Les travaux auxquels étaient employés les esclaves étaient tous ceux qui sont nécessaires à l'exploitation d'un domaine agricole (culture des céréales, de la vigne, de l'olivier, élevage du gros et du petit bétail) ainsi qu'à l'entretien des terres, des biens et des outils. Travaux variables selon les saisons, mais tous exigeants et assurés avec continuité. Un domaine se suffit en grande partie à lui-même. On y fabrique les matériaux et les objets usuels dans la vie quotidienne : briques, tuiles, outils en bois, ou en fer, etc. Le maître n'exploite pas toujours directement son domaine, surtout s'il est un personnage public, ses obligations à l'égard de l'Etat l'en éloignant (exercice d'une magistrature, rôle à l'armée). C'est un intendant qui en a la charge et qui doit rendre des comptes. Esclave lui-même, il se montre aussi sévère, sinon plus.

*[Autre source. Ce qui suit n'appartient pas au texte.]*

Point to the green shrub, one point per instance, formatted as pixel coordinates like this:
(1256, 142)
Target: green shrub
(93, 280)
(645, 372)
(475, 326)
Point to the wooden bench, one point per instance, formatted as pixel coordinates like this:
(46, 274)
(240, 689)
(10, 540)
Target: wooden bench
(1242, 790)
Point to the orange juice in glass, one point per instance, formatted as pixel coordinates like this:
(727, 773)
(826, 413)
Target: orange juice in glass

A cet état ancien, succède, à partir des débuts du deuxième siècle av. J.-C., une période de très longue durée, où le maître devient plus lointain, où les effectifs deviennent si nombreux qu'il ne connaît pas ses esclaves, ne voit de plus en plus en eux que des bêtes dont il faut tirer le meilleur rendement au moindre coût. C'est la première grande rupture dans l'histoire de l'esclavage romain. La deuxième se situera au deuxième siècle après J.-C.

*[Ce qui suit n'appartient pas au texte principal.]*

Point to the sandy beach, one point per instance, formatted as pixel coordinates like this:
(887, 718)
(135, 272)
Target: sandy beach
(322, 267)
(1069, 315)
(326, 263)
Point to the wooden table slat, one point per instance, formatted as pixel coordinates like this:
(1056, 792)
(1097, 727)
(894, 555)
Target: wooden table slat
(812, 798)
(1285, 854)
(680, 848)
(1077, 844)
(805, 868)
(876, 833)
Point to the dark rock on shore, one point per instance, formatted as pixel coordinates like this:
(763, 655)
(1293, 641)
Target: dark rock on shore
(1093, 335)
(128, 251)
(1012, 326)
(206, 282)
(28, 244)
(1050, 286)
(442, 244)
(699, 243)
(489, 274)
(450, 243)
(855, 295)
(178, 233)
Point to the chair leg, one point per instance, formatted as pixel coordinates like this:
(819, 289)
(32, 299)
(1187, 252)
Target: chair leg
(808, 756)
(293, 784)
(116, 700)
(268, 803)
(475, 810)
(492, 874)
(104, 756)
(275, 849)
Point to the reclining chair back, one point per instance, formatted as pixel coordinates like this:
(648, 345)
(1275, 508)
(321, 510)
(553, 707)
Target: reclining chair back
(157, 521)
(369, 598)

De profondes transformations, engagées depuis le quatrième siècle mais contenues par des dispositions législatives qui étaient tombées progressivement en désuétude, avaient affecté la société. Les riches et les puissants accaparent de plus en plus les terres de l'ager publicus, au détriment des petits et moyens propriétaires, certains étant par ailleurs ruinés par les guerres puniques et disparaissant. Le petit propriétaire en particulier ne peut lutter contre la grande exploitation. Il ne trouve plus à vendre ses produits dans des conditions qui lui assureraient une vie décente. Sa production, limitée du fait de la dimension de son exploitation, ne supporte pas la concurrence des grands domaines. D'ailleurs, de plus en plus, Rome se procure ses moyens de subsistance, le blé en particulier, hors de l'Italie, dont la plus grande partie est consacrée à l'élevage extensif, qui réclame des armées d'esclaves, fournis par les guerres de conquête ou à la seule culture de la vigne et de l'olivier, sur une grande échelle.
La petite propriété tend à disparaître, confisquée par les puissants. Le citoyen pauvre va grossir les rangs de la plèbe urbaine qui vit dans la dépendance des riches. Cette extension de l'esclavage joue un rôle essentiel dans les transformations de la société romaine. Le travail libre disparaît progressivement.
Sur les grands domaines, les esclaves vivent souvent dans des conditions encore plus misérables qu'autrefois, ayant à peine de quoi se nourrir et se vêtir. De dure qu'elle était, leur vie devient insupportable. A ses esclaves qui se plaignent, un grand propriétaire de Sicile recommande même de se procurer ce dont ils ont besoin par leurs propres moyens, c’est-à-dire pratiquement par le vol. Cette extrême misère, conjuguée avec d'autres facteurs, jouera un rôle déterminant dans les révoltes d'esclaves en Sicile et dans l'Italie du Sud au IIe siècle av. J.-C. et dans le premier tiers du Ier.
La familia urbana
Dans l'ensemble, le sort des esclaves vivant à la ville, à Rome en premier lieu, est meilleur que celui des ruraux. Ils sont mieux traités. La preuve en est que le maître, possesseur de deux familiae, s'il est mécontent d'un esclave de la familia urbana, le menacera, pour l'intimider avant de le punir, de l'envoyer à la campagne.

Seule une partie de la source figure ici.